Módulo Grove - Sensor de vibração Piezo (LDT0-028) - Seeed

=> Accelerometer ADXL 345:
→ Every time the alarm is activated, the arduino saves the current XYZ position. If someone moves the bike and the position changes, it will turn ON the buzzer.
→ While riding, if the accelerometer detects a big deceleration (my motorcycle brakes a lot just with the engine), it will blink the brake light.
https://www.electrofun.pt/sensores-arduino/modulo-acelerometro-adxl345-3-eixos-i2cspi

=> Bluetooth HC 06:
→ Arm and disarm the alarm
→ Activate and deactivate sensors
→ Check current battery level
→ Activates the buzzer
https://www.electrofun.pt/comunicacao/modulo-bluetooth-arduino-hc06

Buzzer piezo SYR-08A 120db:
Artigo não encontrado!

I was also thinking of putting a GPS tracker and a GSM SIM800L module to send a message everytime the alarm is activated and to send me the coordinates in case it is stolen, but it would be really difficult because I would need 2 more TX and RX ports, right?

So, what do you think?
Everything seems right to me but I’ll really appreciate if you guys could check if it is done properly. I’m just not so sure about the RF 433Mhz connections.

Thank you so much!

Put a polyfuse at the start of every power wire.
Use a 5v switching voltage regulator designed for automotive use.
It takes two resistors to make a voltage divider.
Assume there will be 60v spikes on the 12v rail.
You may have to modify the Nano to reduce the idle power consumption.
Make sure that every board you include has some kind of power saving or sleep mode.

Don't use the String class no matter how often you see it in examples. It will make you sad.
If you use the delay() function outside of setup() people will laugh at your code.
Beware of libraries with blocking functions.
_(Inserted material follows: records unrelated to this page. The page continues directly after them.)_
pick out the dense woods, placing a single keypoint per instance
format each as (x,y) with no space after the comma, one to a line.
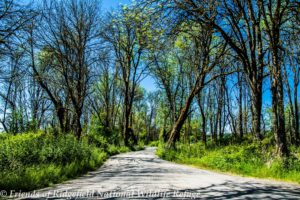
(226,71)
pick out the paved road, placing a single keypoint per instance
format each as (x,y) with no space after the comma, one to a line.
(142,175)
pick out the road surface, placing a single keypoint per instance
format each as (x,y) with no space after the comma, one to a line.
(142,175)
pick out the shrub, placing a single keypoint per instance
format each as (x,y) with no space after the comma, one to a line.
(34,160)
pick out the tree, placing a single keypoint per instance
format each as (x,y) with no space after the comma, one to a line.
(129,34)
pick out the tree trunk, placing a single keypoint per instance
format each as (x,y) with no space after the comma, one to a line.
(175,132)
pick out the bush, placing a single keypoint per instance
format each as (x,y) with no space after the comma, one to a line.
(251,159)
(34,160)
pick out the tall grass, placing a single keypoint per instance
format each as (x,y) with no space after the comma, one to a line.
(35,160)
(249,159)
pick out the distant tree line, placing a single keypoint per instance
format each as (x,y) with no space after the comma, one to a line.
(221,68)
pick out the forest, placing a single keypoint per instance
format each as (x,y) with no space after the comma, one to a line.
(226,74)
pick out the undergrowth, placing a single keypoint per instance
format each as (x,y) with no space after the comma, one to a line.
(249,159)
(35,160)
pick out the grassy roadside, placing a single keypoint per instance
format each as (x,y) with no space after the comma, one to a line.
(253,160)
(36,160)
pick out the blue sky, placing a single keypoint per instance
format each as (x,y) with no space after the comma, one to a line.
(110,4)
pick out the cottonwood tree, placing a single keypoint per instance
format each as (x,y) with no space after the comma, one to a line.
(69,33)
(129,34)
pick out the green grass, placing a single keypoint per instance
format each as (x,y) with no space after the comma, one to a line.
(35,160)
(248,159)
I don't see any advantage in using 2 radio systems (433Mhz/bluetooth) but a nRF24L01+ 2.4Ghz module is a much better choice over 433Mhz. Simple nRF24L01+ 2.4GHz transceiver demo

I would also choose an Arduino with built in bluetooth over using a seperate module. There are several to choose from.

TelmoF:
=>Resistors 10K:
--> Arduino will turn off all the sensors as soon as it detects that the battery is low.
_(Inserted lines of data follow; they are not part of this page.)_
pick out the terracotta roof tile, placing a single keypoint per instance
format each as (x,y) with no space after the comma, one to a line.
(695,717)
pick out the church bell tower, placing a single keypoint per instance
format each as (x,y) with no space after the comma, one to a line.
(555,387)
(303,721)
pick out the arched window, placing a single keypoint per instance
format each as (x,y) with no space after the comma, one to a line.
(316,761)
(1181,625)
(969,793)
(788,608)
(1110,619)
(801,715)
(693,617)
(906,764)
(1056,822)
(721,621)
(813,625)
As noted in reply #1 you want a voltage divider (two resistors in series between 12V and Gnd) to sense voltage. To minimize current drain on the battery they should probably be on the order of 100k rather than 10k.

The diagram doesn't show how you propose to turn off all the sensors.

I like the idea of blinking the brake light on throttle deceleration, but it may be difficult to differentiate between that and the normal dynamics of riding. You could start with a prototype of Arduino, accelerometer, and a simple status display, perhaps just a single LED emulating the brake light to tune this code.

In the interest of minimizing hardware, it's not clear that the vibration sensor adds useful capability that couldn't be implemented with the accelerometer and software.

You've picked an interesting project.

TelmoF:
and a deceleration detector, which will activate the brake light automatically

What will cause the deceleration apart from your foot pressing the brake pedal? AFAIK the brake light is already operated by pressing the brake pedal. And I believe the pedal switch actually operates the light fractionally before the brakes are applied which gives following traffic a little more warning time compared to a system that only operates after the brakes have been applied long enough, and sufficiently hard to trigger a deceleration sensor.

On the other hand, false brake indications just caused by gentle deceleration (when the throttle is released but the brakes are not applied) will just confuse and irritate following traffic. A blinking light will be assumed to be an indicator.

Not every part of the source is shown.